Mário Raposo, reitor da Universidade da Beira Interior, considera que uma nova fórmula de financiamento das instituições de ensino superior deve incluir diferentes fatores como a interioridade, ou a dispersão do campus universitário, para além do número de alunos, da qualidade da formação ministrada e que qualificação do corpo docente. Para já, diz que a abertura da ministra em rever a fórmula e a correção de 1% efetuada são um princípio.

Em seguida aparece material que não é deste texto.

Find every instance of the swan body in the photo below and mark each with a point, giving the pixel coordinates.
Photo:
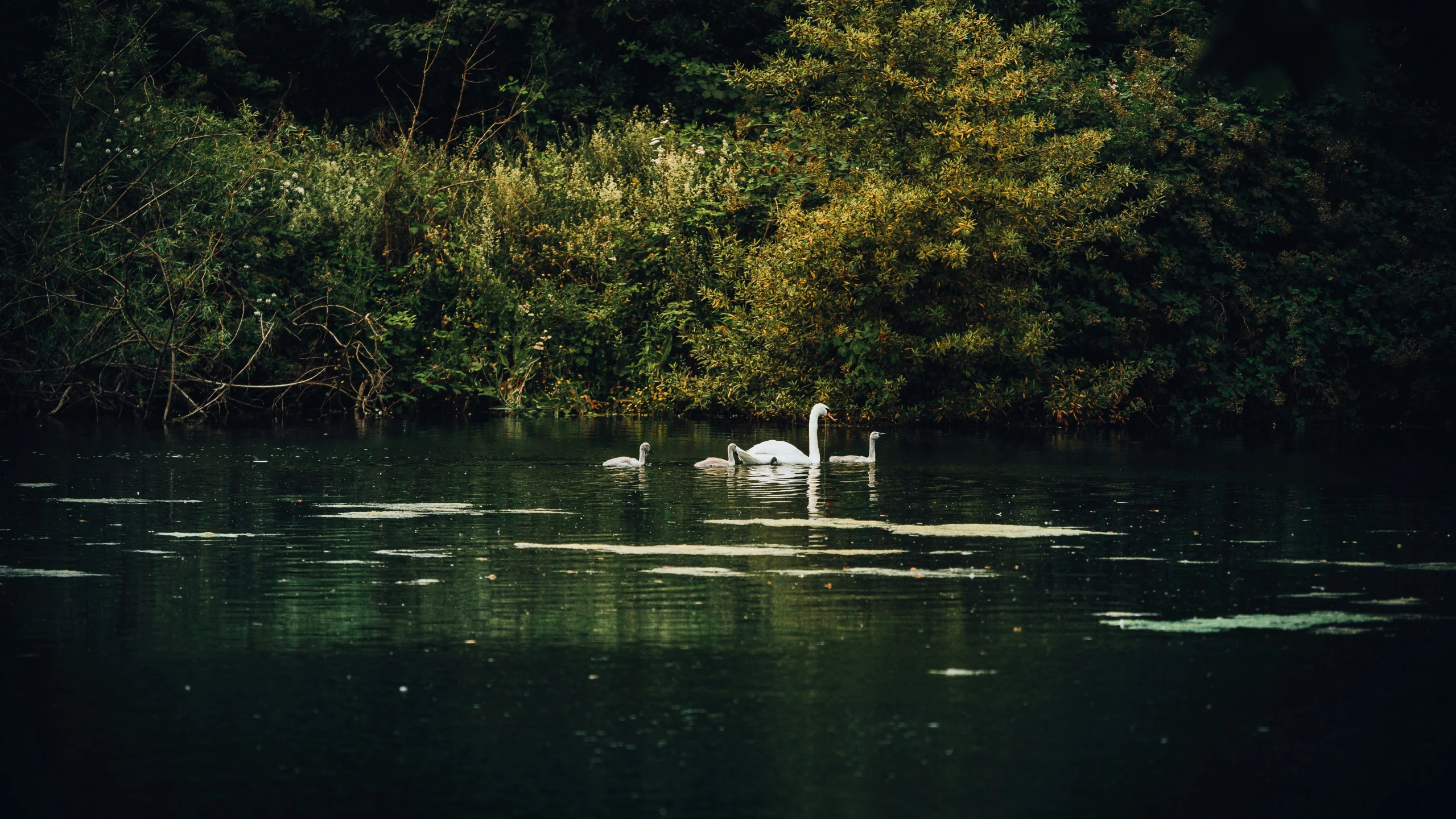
(628, 462)
(764, 452)
(860, 458)
(730, 462)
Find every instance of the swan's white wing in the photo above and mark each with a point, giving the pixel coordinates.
(787, 453)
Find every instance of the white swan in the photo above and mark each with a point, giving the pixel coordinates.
(730, 462)
(735, 453)
(782, 450)
(860, 458)
(626, 462)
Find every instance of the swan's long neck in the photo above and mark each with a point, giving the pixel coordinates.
(814, 439)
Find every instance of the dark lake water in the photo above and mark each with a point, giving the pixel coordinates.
(398, 619)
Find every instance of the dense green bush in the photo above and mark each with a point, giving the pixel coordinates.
(921, 212)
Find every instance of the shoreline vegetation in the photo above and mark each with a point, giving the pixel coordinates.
(909, 212)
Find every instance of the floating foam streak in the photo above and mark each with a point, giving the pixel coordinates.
(15, 572)
(708, 551)
(1280, 622)
(216, 534)
(118, 501)
(941, 530)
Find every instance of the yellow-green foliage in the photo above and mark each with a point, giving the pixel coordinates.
(922, 213)
(937, 194)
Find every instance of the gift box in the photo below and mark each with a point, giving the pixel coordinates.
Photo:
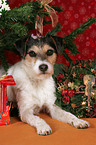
(4, 108)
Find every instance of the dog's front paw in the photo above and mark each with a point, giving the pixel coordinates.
(80, 124)
(44, 130)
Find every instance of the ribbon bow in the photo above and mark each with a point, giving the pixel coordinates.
(52, 14)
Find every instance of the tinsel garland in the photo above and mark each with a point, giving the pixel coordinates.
(17, 24)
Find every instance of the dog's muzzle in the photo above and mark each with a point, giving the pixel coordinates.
(43, 68)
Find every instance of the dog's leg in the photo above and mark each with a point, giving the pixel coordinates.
(59, 114)
(42, 127)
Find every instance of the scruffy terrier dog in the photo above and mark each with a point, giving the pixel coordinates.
(35, 87)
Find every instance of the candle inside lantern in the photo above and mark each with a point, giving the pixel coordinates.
(3, 98)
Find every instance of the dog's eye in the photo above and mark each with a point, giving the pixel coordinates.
(32, 54)
(49, 52)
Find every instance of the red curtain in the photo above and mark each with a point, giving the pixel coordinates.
(74, 13)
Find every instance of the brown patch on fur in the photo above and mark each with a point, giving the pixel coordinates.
(41, 54)
(45, 109)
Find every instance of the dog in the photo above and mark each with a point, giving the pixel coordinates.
(35, 87)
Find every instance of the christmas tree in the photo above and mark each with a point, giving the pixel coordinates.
(19, 23)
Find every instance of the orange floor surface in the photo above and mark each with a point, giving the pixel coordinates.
(19, 133)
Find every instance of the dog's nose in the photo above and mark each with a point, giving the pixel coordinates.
(43, 67)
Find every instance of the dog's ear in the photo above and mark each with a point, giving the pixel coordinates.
(58, 42)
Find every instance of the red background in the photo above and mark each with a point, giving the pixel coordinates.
(74, 13)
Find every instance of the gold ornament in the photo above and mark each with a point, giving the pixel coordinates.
(52, 14)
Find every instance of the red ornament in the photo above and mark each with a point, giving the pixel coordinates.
(64, 92)
(71, 93)
(4, 109)
(59, 78)
(66, 99)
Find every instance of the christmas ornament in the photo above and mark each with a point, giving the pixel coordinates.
(78, 94)
(3, 6)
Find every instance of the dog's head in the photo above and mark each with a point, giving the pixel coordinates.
(40, 54)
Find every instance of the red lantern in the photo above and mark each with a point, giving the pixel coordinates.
(4, 108)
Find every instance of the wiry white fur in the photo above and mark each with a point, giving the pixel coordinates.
(32, 94)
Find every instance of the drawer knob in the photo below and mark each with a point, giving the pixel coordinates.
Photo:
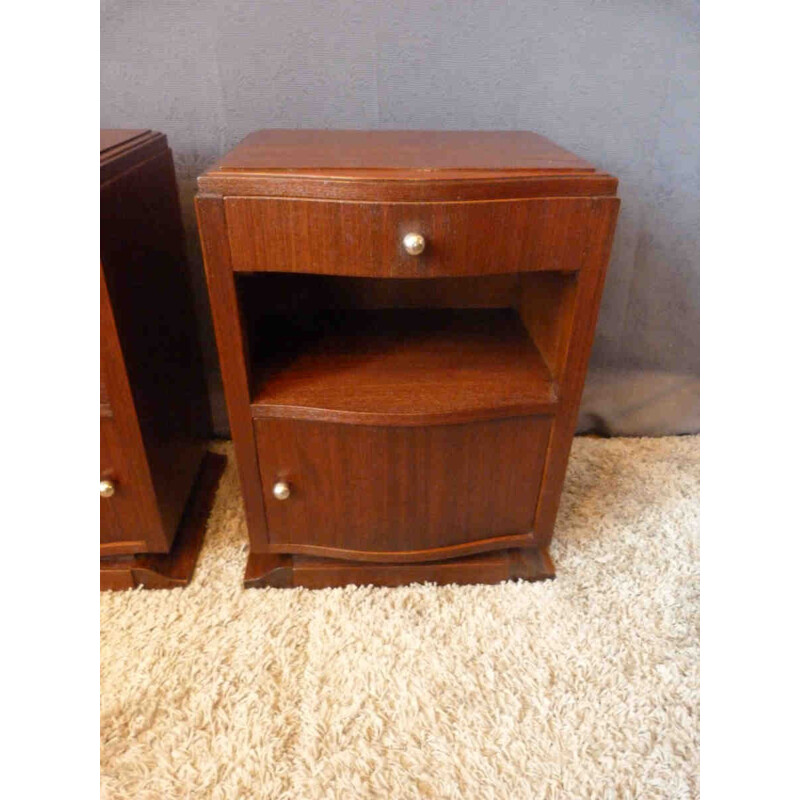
(414, 243)
(281, 490)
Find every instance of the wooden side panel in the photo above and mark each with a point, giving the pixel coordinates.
(587, 305)
(365, 239)
(547, 308)
(144, 263)
(360, 491)
(232, 346)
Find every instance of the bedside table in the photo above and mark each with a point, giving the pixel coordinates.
(404, 321)
(156, 479)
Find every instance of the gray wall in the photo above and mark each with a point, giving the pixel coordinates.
(614, 81)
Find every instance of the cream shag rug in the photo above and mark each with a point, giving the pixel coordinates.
(583, 687)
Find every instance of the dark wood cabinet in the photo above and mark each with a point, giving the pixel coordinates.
(154, 417)
(404, 321)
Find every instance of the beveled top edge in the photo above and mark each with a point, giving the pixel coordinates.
(401, 155)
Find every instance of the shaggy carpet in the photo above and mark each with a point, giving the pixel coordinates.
(582, 687)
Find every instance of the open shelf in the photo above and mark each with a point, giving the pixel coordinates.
(402, 367)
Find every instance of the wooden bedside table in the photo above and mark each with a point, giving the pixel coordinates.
(156, 479)
(404, 321)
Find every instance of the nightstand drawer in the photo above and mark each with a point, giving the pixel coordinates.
(413, 240)
(382, 493)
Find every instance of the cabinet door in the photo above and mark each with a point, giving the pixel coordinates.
(399, 493)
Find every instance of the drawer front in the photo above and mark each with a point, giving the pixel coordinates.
(388, 493)
(367, 239)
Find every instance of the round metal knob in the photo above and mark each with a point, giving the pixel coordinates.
(281, 490)
(414, 243)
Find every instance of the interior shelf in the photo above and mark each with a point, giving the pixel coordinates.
(401, 367)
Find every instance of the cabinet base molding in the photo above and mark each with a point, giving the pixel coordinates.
(175, 568)
(287, 571)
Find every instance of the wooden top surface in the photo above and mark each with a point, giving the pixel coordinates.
(413, 153)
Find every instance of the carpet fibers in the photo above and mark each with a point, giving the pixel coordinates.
(582, 687)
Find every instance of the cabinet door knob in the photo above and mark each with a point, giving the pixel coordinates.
(414, 243)
(281, 490)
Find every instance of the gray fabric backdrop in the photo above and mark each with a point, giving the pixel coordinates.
(616, 81)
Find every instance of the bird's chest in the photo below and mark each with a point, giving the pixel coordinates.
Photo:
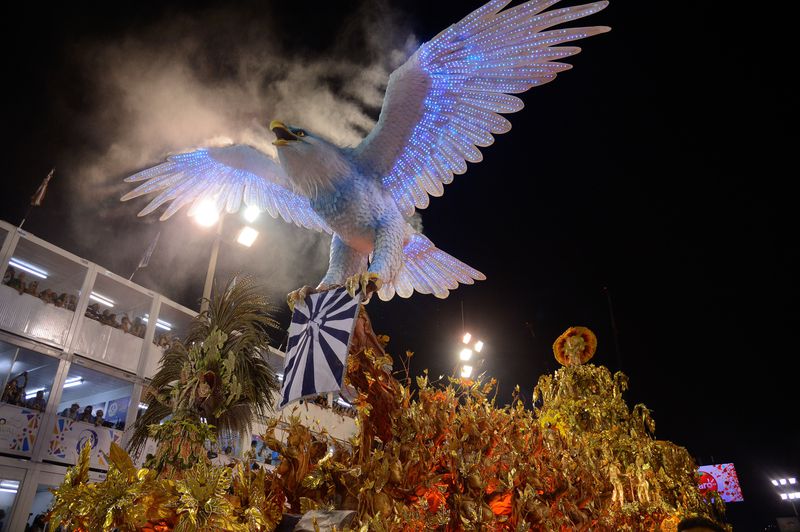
(352, 210)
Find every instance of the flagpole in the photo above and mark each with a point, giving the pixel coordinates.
(27, 213)
(38, 196)
(145, 260)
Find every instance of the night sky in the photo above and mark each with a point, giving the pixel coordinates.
(651, 183)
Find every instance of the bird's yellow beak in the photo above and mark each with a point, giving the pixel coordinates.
(284, 136)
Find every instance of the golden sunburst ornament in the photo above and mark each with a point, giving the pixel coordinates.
(575, 346)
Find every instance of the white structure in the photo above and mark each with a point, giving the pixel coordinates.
(80, 335)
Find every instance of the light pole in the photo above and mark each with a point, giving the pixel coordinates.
(207, 215)
(788, 490)
(466, 354)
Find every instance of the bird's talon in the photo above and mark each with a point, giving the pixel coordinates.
(298, 295)
(368, 282)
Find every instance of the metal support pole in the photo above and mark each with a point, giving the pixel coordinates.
(212, 267)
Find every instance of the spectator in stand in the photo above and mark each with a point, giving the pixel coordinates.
(93, 311)
(86, 416)
(32, 288)
(14, 394)
(138, 327)
(71, 412)
(48, 296)
(61, 301)
(10, 272)
(38, 403)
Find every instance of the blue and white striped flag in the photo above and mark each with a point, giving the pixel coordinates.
(319, 340)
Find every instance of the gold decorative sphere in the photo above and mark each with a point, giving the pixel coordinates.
(575, 346)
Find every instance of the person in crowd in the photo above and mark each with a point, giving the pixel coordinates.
(14, 393)
(32, 288)
(71, 412)
(38, 402)
(93, 311)
(250, 454)
(139, 327)
(48, 296)
(61, 301)
(86, 415)
(10, 273)
(699, 524)
(18, 283)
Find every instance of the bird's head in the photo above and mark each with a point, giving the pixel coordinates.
(310, 161)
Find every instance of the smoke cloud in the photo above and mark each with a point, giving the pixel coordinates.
(204, 79)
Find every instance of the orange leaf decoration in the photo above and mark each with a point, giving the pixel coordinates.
(500, 504)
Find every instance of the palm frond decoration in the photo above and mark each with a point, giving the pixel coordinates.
(217, 373)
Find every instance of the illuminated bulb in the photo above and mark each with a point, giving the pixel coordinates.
(247, 236)
(251, 213)
(100, 298)
(206, 213)
(30, 268)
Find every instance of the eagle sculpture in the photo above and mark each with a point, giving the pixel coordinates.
(442, 104)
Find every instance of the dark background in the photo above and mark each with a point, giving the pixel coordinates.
(659, 171)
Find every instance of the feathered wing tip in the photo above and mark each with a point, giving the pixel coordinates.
(428, 270)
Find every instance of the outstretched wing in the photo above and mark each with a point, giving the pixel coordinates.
(227, 176)
(446, 99)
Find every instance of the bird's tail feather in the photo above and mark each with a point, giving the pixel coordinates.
(428, 270)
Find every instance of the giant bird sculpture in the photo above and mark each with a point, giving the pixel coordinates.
(439, 106)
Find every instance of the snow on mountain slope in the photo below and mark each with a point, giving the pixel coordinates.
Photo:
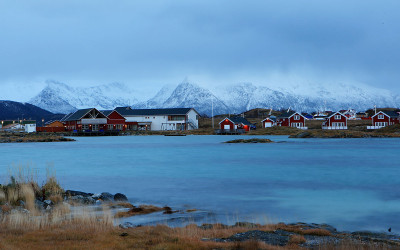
(305, 97)
(60, 98)
(158, 100)
(191, 95)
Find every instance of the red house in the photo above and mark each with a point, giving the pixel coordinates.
(383, 119)
(336, 120)
(233, 123)
(115, 121)
(269, 122)
(85, 120)
(291, 119)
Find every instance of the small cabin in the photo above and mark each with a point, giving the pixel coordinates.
(85, 120)
(291, 119)
(336, 120)
(269, 122)
(115, 121)
(233, 123)
(384, 119)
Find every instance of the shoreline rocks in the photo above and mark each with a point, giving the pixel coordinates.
(252, 140)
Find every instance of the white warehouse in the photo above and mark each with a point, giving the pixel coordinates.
(160, 119)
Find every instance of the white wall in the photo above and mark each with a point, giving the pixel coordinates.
(160, 122)
(30, 128)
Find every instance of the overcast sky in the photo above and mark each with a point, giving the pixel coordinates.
(152, 43)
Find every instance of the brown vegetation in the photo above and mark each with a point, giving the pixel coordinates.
(7, 137)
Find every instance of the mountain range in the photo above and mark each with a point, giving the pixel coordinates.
(10, 110)
(61, 98)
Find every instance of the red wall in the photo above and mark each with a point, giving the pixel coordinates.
(50, 129)
(292, 120)
(376, 119)
(227, 122)
(342, 119)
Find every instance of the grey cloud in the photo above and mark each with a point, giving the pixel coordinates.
(162, 40)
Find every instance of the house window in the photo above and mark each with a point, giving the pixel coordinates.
(176, 118)
(380, 124)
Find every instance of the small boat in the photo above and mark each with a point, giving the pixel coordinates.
(175, 135)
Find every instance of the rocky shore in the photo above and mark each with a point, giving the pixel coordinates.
(307, 235)
(287, 236)
(252, 140)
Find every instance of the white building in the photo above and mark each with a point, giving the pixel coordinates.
(30, 127)
(160, 119)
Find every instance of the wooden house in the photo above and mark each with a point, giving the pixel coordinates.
(85, 120)
(336, 120)
(115, 121)
(383, 119)
(234, 123)
(269, 122)
(160, 119)
(291, 119)
(52, 126)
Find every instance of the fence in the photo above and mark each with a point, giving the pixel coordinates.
(334, 127)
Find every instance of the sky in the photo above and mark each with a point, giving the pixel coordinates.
(147, 44)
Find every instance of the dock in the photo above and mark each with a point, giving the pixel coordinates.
(229, 131)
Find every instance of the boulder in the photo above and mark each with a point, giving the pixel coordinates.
(120, 197)
(40, 204)
(106, 196)
(85, 200)
(76, 193)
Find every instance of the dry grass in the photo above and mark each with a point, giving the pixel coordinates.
(143, 209)
(297, 239)
(87, 232)
(298, 230)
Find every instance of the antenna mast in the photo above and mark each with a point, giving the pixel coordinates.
(212, 111)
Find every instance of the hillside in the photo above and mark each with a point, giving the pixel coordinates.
(10, 110)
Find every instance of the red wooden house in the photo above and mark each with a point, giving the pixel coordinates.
(291, 119)
(85, 120)
(269, 122)
(336, 120)
(233, 123)
(383, 119)
(115, 121)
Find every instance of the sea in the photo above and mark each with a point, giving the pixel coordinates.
(352, 184)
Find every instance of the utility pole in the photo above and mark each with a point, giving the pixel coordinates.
(212, 111)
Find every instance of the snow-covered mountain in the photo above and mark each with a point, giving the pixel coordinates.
(10, 110)
(61, 98)
(306, 97)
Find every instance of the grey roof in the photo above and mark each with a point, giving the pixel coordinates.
(272, 118)
(239, 119)
(106, 112)
(391, 114)
(127, 111)
(286, 114)
(335, 113)
(65, 118)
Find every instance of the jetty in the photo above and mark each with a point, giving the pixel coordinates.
(229, 131)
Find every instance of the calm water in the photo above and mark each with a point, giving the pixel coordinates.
(352, 184)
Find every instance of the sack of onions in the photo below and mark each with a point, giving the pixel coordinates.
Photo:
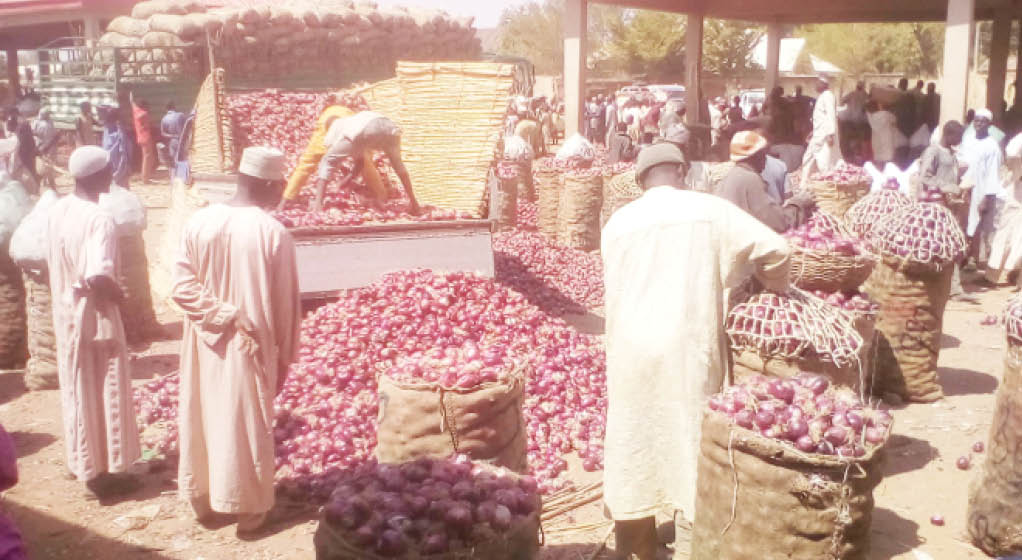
(825, 255)
(994, 503)
(836, 190)
(455, 401)
(920, 244)
(578, 214)
(787, 469)
(549, 182)
(865, 214)
(442, 509)
(621, 189)
(783, 335)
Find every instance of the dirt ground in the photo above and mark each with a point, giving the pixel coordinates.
(921, 477)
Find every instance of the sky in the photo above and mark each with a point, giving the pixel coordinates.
(486, 12)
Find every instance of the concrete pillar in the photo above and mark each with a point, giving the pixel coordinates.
(1000, 45)
(958, 56)
(575, 24)
(773, 55)
(693, 64)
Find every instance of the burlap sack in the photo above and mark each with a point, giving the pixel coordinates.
(12, 326)
(578, 217)
(759, 499)
(995, 496)
(520, 543)
(424, 420)
(136, 310)
(857, 376)
(619, 190)
(910, 325)
(41, 370)
(548, 191)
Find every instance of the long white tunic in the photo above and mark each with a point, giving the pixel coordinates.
(100, 433)
(233, 261)
(670, 258)
(820, 155)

O reitor faz ainda uma análise positiva ao trabalho realizado no âmbito da universidade europeia de que a instituição beirã foi fundadora. Em entrevista ao Ensino Magazine fala do reforço do alojamento para os estudantes da sua academia, através da recuperação de três residências e construção de uma nova.
A questão do financiamento das instituições de ensino superior continua a ser motivo de preocupação por parte das universidades. A ministra disse que se deve encontrar uma nova fórmula para o futuro. Está otimista?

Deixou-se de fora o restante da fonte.